Book review: The Golden Sisters, Alrene Hughes
This is the second book in a trilogy about four sisters and their mother, a widow who is proud of her daughters. Their growing up was brought to us in Alrene’s first book, Martha’s Girls, now however, they are young women working and living through the war years.
It’s a great story that brings the reader all the atmosphere of the early 40s in Belfast.
There’s the heartache of young Sheila being evacuated to Dungannon but for me the most interesting character is Pat; she works at Stormont for the Ministry of Public Security where an order has gone out that the building must be painted with pitch and cow dung for camouflage purposes because it gleams white in the moonlight and is a point of reference for the German bombers!
Fascinating is the mission to Dublin by Pat and her colleague William on behalf of the British Government to negotiate the end of Irish neutrality and allow navel bases within its borders, Churchill’s carrot being the prospect of a United Ireland.

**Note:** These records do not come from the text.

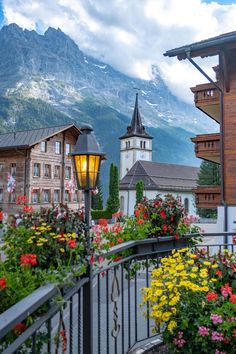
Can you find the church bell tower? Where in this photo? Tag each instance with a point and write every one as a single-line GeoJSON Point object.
{"type": "Point", "coordinates": [135, 144]}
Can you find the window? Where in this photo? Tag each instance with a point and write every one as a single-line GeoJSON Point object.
{"type": "Point", "coordinates": [46, 196]}
{"type": "Point", "coordinates": [36, 169]}
{"type": "Point", "coordinates": [58, 147]}
{"type": "Point", "coordinates": [57, 172]}
{"type": "Point", "coordinates": [35, 196]}
{"type": "Point", "coordinates": [68, 172]}
{"type": "Point", "coordinates": [68, 149]}
{"type": "Point", "coordinates": [56, 195]}
{"type": "Point", "coordinates": [12, 197]}
{"type": "Point", "coordinates": [67, 196]}
{"type": "Point", "coordinates": [43, 146]}
{"type": "Point", "coordinates": [186, 205]}
{"type": "Point", "coordinates": [47, 171]}
{"type": "Point", "coordinates": [1, 195]}
{"type": "Point", "coordinates": [13, 169]}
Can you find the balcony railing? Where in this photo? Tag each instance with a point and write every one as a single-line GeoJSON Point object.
{"type": "Point", "coordinates": [100, 313]}
{"type": "Point", "coordinates": [207, 147]}
{"type": "Point", "coordinates": [207, 196]}
{"type": "Point", "coordinates": [206, 98]}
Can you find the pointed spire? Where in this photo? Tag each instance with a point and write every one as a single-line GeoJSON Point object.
{"type": "Point", "coordinates": [136, 128]}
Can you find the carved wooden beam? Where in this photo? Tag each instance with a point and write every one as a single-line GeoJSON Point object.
{"type": "Point", "coordinates": [223, 58]}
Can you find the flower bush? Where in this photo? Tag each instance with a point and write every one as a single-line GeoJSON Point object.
{"type": "Point", "coordinates": [166, 216]}
{"type": "Point", "coordinates": [192, 299]}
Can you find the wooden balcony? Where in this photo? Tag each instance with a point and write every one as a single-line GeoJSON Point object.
{"type": "Point", "coordinates": [207, 147]}
{"type": "Point", "coordinates": [206, 98]}
{"type": "Point", "coordinates": [207, 196]}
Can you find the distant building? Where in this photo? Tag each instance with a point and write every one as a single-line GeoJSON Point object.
{"type": "Point", "coordinates": [159, 178]}
{"type": "Point", "coordinates": [36, 163]}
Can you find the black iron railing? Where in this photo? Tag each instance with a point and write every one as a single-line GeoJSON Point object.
{"type": "Point", "coordinates": [100, 313]}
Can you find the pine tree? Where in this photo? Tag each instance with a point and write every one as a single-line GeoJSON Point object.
{"type": "Point", "coordinates": [113, 199]}
{"type": "Point", "coordinates": [209, 175]}
{"type": "Point", "coordinates": [97, 199]}
{"type": "Point", "coordinates": [139, 191]}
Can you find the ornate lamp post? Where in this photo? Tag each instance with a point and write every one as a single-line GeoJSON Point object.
{"type": "Point", "coordinates": [87, 158]}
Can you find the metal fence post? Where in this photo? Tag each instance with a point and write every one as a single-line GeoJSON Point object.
{"type": "Point", "coordinates": [88, 288]}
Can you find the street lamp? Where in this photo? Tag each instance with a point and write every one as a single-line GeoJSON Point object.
{"type": "Point", "coordinates": [87, 157]}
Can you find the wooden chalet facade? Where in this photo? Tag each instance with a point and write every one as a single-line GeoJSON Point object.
{"type": "Point", "coordinates": [39, 162]}
{"type": "Point", "coordinates": [216, 98]}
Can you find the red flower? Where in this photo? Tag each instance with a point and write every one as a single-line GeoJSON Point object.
{"type": "Point", "coordinates": [21, 199]}
{"type": "Point", "coordinates": [226, 290]}
{"type": "Point", "coordinates": [28, 259]}
{"type": "Point", "coordinates": [2, 283]}
{"type": "Point", "coordinates": [91, 260]}
{"type": "Point", "coordinates": [212, 296]}
{"type": "Point", "coordinates": [103, 222]}
{"type": "Point", "coordinates": [163, 214]}
{"type": "Point", "coordinates": [233, 299]}
{"type": "Point", "coordinates": [219, 273]}
{"type": "Point", "coordinates": [19, 328]}
{"type": "Point", "coordinates": [28, 209]}
{"type": "Point", "coordinates": [72, 243]}
{"type": "Point", "coordinates": [164, 228]}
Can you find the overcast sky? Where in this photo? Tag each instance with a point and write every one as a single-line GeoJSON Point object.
{"type": "Point", "coordinates": [132, 35]}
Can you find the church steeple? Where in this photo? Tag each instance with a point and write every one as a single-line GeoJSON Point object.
{"type": "Point", "coordinates": [136, 128]}
{"type": "Point", "coordinates": [135, 144]}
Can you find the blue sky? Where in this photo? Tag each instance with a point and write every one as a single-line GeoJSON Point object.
{"type": "Point", "coordinates": [132, 35]}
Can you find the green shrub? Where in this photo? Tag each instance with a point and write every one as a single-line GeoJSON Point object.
{"type": "Point", "coordinates": [101, 214]}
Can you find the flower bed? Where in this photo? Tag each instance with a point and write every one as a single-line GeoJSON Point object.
{"type": "Point", "coordinates": [192, 299]}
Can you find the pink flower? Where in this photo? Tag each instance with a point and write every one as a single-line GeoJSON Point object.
{"type": "Point", "coordinates": [217, 336]}
{"type": "Point", "coordinates": [203, 331]}
{"type": "Point", "coordinates": [226, 290]}
{"type": "Point", "coordinates": [216, 318]}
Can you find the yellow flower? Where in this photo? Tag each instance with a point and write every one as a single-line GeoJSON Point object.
{"type": "Point", "coordinates": [172, 324]}
{"type": "Point", "coordinates": [207, 263]}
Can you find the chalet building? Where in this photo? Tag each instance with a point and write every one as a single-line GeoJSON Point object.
{"type": "Point", "coordinates": [159, 178]}
{"type": "Point", "coordinates": [36, 163]}
{"type": "Point", "coordinates": [216, 98]}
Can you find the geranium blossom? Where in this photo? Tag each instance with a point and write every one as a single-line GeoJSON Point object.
{"type": "Point", "coordinates": [226, 290]}
{"type": "Point", "coordinates": [2, 283]}
{"type": "Point", "coordinates": [203, 331]}
{"type": "Point", "coordinates": [216, 318]}
{"type": "Point", "coordinates": [28, 259]}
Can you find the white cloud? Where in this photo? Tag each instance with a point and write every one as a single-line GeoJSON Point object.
{"type": "Point", "coordinates": [132, 35]}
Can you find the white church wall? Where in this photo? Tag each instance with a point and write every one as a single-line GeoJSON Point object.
{"type": "Point", "coordinates": [130, 199]}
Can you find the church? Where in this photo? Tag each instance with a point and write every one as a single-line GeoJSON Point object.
{"type": "Point", "coordinates": [159, 178]}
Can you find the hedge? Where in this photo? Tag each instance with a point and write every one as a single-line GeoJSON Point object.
{"type": "Point", "coordinates": [101, 214]}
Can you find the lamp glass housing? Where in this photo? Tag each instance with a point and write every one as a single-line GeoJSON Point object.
{"type": "Point", "coordinates": [87, 168]}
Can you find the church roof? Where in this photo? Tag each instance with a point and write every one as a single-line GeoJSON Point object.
{"type": "Point", "coordinates": [136, 128]}
{"type": "Point", "coordinates": [160, 176]}
{"type": "Point", "coordinates": [27, 138]}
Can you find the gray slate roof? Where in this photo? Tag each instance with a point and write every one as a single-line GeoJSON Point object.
{"type": "Point", "coordinates": [215, 42]}
{"type": "Point", "coordinates": [27, 138]}
{"type": "Point", "coordinates": [136, 128]}
{"type": "Point", "coordinates": [160, 176]}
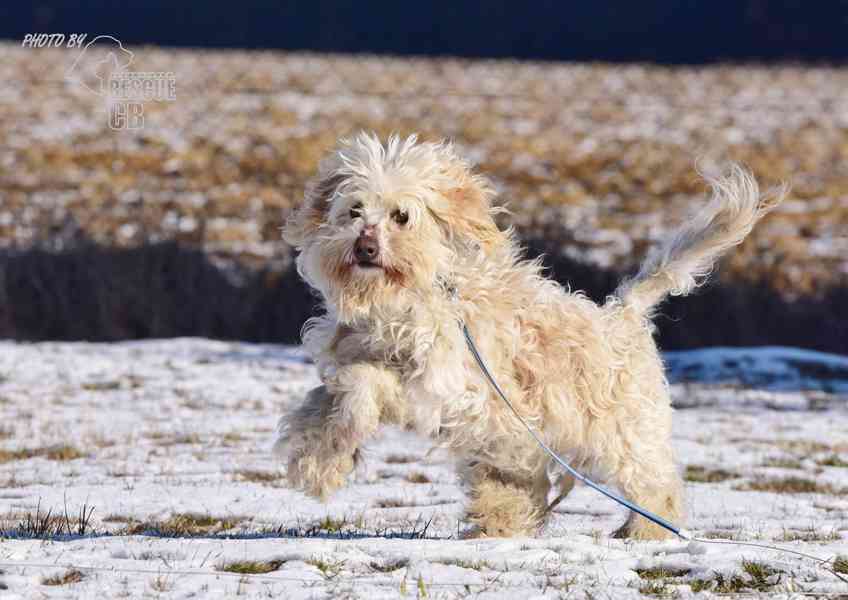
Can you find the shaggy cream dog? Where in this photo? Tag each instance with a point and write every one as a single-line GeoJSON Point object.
{"type": "Point", "coordinates": [400, 242]}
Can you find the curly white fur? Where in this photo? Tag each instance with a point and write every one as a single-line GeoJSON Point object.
{"type": "Point", "coordinates": [389, 348]}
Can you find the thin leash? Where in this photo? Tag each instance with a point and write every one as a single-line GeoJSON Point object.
{"type": "Point", "coordinates": [678, 531]}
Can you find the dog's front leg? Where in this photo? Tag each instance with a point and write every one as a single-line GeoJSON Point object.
{"type": "Point", "coordinates": [322, 436]}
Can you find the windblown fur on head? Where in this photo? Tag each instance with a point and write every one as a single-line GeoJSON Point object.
{"type": "Point", "coordinates": [445, 208]}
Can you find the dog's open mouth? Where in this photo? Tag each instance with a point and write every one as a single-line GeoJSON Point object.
{"type": "Point", "coordinates": [367, 264]}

The Blitz has hit, bombs fall, a thousand fires burn throughout Belfast, streets are filled with bricks and belongings from the houses lying in ruins but worst of all are the dead and injured being pulled from the rubble. 20,000 are homeless and people are fleeing to safety on the Cave Hill, Black Mountain and the Holywood Hills and Martha has volunteered to help families identify bodies lying in rows of coffins in St. George’s Market.
Above all, the heart of the story surrounds the girls singing group, The Golden Sisters, part of Mr. Goldstein’s ‘Barnstormers’, a troupe of local entertainers who entertain the public and the troops, all the sisters can sing and sing well and their progress to the top is swift despite their individual traumas.
This book is well written and well researched – that’s because the story is based on Alrene Hughes own family, her grandmother, her mother and her aunts and how they sang they way through those war years, their adventures woven through the trauma of survival when there is no money, no food and no shelter from the bombs. Roll on the third book.